Hello everyone to our heavily delayed December post. Even though we’re quite late with this one due to lack of time, we wish you all a happy new year! Much has happened during the winter holidays, so read on to see what’s new.

What happened in the last month

The work on the input overhaul branch is almost complete and needs some more polish to finalize the API before we will merge it into the development trunk. In addition, we started to add a mapping table for known devices to have them work as expected. For other devices, the mapping is provided by the device driver with the help of some heuristics to detect the device type. Currently the input overhaul is still in heavy development and API changes will occur, though for those who are interested in testing it, sample applications are available and some manual entries with more or less accurate instructions have been created and will be finalized as soon as the API is stable.
Some long-standing bugs with the multithreaded pipeline were finally resolved. These issues caused deadlocks that occurred whenever geometry data was being manipulated on another thread, or when shadows were enabled using the automatic shader generator; as such, they were a significant barrier that prevented the multithreaded pipeline from being useful for some applications. However, more testing is needed before we can be completely confident that all the threading issues are resolved.
On macOS, it is now possible to get an offscreen rendering buffer without opening a window. This lets you render to a buffer on a headless mac server, which can be useful for plenty of things. Aside from scientific simulations where no immediate output is necessary or even desirable, another example is to send a frame rendered by Panda3D over a socket or network to display it elsewhere. This technique is used in the BlenderPanda project to render a Panda3D frame into a Blender viewport and thereby get a live display of how a model will look when used with the engine.
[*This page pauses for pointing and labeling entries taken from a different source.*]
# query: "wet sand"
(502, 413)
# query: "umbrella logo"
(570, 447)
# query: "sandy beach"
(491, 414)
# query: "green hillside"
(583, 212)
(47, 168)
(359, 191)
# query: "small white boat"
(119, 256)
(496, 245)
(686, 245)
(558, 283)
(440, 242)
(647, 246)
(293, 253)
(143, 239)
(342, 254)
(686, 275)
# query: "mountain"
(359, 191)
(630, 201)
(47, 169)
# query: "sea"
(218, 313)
Looking into the crystal ball

In the coming months some of the newly developed features (input-overhaul, deploy-ng) will be polished off and merged into the master branch of panda3d. More work is also planned on the introduction of a new physically-based material model as well as support for the glTF 2.0 format. Stay tuned for more updates!
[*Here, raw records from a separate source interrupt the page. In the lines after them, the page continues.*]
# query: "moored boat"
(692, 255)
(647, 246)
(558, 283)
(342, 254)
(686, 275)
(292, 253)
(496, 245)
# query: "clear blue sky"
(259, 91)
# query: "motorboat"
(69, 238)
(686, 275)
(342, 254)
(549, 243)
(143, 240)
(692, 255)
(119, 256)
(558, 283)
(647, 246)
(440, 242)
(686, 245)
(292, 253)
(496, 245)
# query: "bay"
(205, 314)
One thought on “December 2017 Development Update

  1. Physically-based rendering and materials have been around for few years now and should have been the priority for Panda developers.
    This and the lack of iOS and Android deployment made Panda both visually inferior as well as limiting in market accessibility.
    I mentioned years ago that better shaders and mobile support should have been top priority but my suggestions were brushed off with the reasoning that they should be an addon rather than part of the engine and the abused phrase in many foss projects that “you can code it yourself”. Fast forward to 2018 and many users I knew and myself had to migrate to other engines. Sad really, as didn’t have to happen. Even with CMU abandoning the engine it could still be far better off than how it is. The proof is right there, ask 10 game developers if they have heard about Panda, see how many if any will say yes. Don’t want to discourage anyone or start an argument but maybe this time you guys will look at this from our perspective and maybe start 2018 differently.